Lake Effect - The Flower Investment Pawn (Cover Artwork)

Lake Effect

The Flower Investment Pawn (2016)

Sniffling Indie kids


Even though it's surely said with a wink, New Jersey's indie rock quartet Lake Effect are correct in calling themselves "ambitious folks" as they have now released two concept albums in two years. Following last year’s American Sarcasm, The Flower Investment Pawn’s title is derived from a verse in Bob Dylan's "It's Alright, Ma (Im Only Bleeding):" "Cultivate their flowers to be/ Nothing more than something they invest in."

The songs deal with the juxtaposition of living out a life where you focus primarily on being happy or being driven by material gain. Why do some people view life through an artistic lens and others a monetary lens? Can you be happy and be poor? Can you thrive with a job that dulls you artistically but gosh darn it, isn't it good to have the money needed to survive? 20s existentialism abounds. The record title/Dylan lyric uses flowers as an example: Flowers are grown by people who love them for their beauty and passion for gardening, while others grow them in mass quantities and sell them for profit.
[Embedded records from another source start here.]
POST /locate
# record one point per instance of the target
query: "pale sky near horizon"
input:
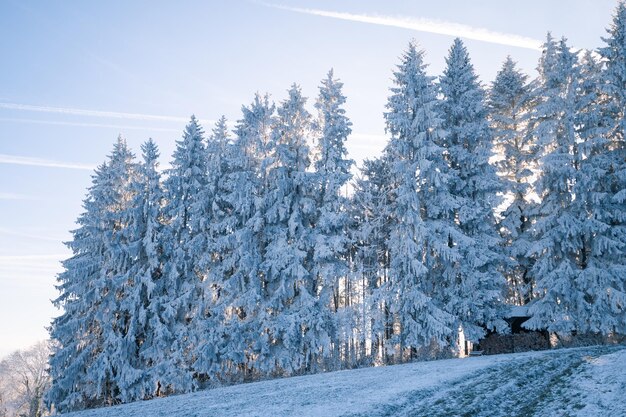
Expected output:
(76, 74)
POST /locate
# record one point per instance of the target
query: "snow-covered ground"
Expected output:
(567, 382)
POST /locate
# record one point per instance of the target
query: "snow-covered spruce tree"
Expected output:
(148, 328)
(608, 302)
(88, 337)
(509, 105)
(245, 346)
(370, 237)
(476, 285)
(421, 222)
(210, 218)
(331, 242)
(558, 231)
(186, 180)
(292, 315)
(601, 306)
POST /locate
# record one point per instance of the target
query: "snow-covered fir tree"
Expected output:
(558, 230)
(369, 234)
(330, 238)
(245, 345)
(89, 337)
(475, 281)
(421, 211)
(608, 303)
(598, 308)
(150, 330)
(509, 105)
(209, 219)
(291, 310)
(186, 180)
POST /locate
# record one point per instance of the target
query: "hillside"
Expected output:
(578, 382)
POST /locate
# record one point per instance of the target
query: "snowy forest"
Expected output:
(264, 252)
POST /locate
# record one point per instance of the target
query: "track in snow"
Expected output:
(568, 382)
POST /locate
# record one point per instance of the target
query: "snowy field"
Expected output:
(568, 382)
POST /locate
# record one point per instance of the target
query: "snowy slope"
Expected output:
(583, 381)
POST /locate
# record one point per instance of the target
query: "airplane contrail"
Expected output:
(422, 24)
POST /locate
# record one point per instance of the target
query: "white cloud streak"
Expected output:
(78, 124)
(91, 113)
(20, 234)
(14, 196)
(420, 24)
(40, 162)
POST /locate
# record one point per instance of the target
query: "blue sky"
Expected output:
(76, 74)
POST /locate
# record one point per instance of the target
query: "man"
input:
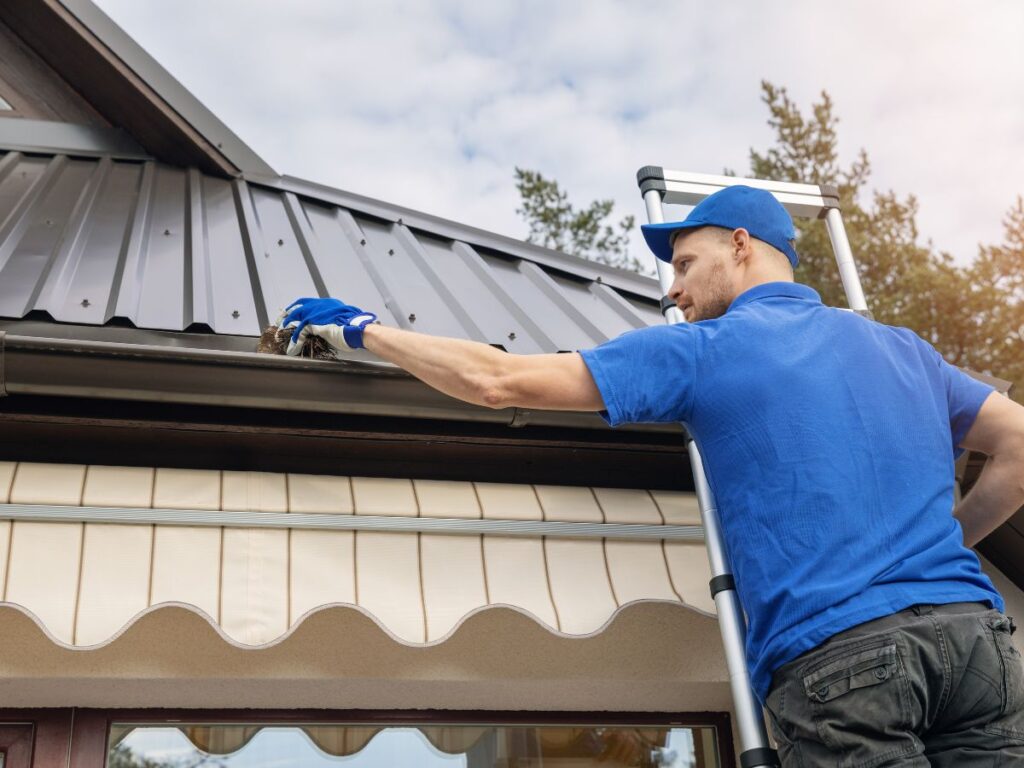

“Milk The Cow,” a downright insane grunge song predominantly featuring a bass part left on the cutting room floor of Nirvana's Bleach is about how some people love and care for animals while others have no problem running a factory farm, the cries and suffering of the poor animals dutifully ignored.

The band uses the classic Beatles’ Paul & John set up (actually, Husker Du or The Go-Betweens are probably more apt): Guitarist Max Rauch is unrestrained and more sarcastic, while guitarist Keith Williams leans towards contemplative and earnest. Recorded live in the studio with no click track and minimal overdubs, it sounds more natural than most records in this generation’s copy/paste audio engineering culture.

The songs are diverse and bounce around many subgenres of indie rock/punk rock. “Cure-All” hosts an almost metal riff before it settles into Dear You era Jawbreaker. “Howlin' Alarm” does the Jeff The Brotherhood slow and heavy perfectly. “Appleseed” tells the tale of a neglectful father and goes in more of a pop direction with an insanely catchy melody. “Peaches,” well, I'm not positive anyone can tell what that's about exactly but it does have a gnarly bassline and memorably wild chorus.

With its varied tone and songs the 31 minutes go by quickly.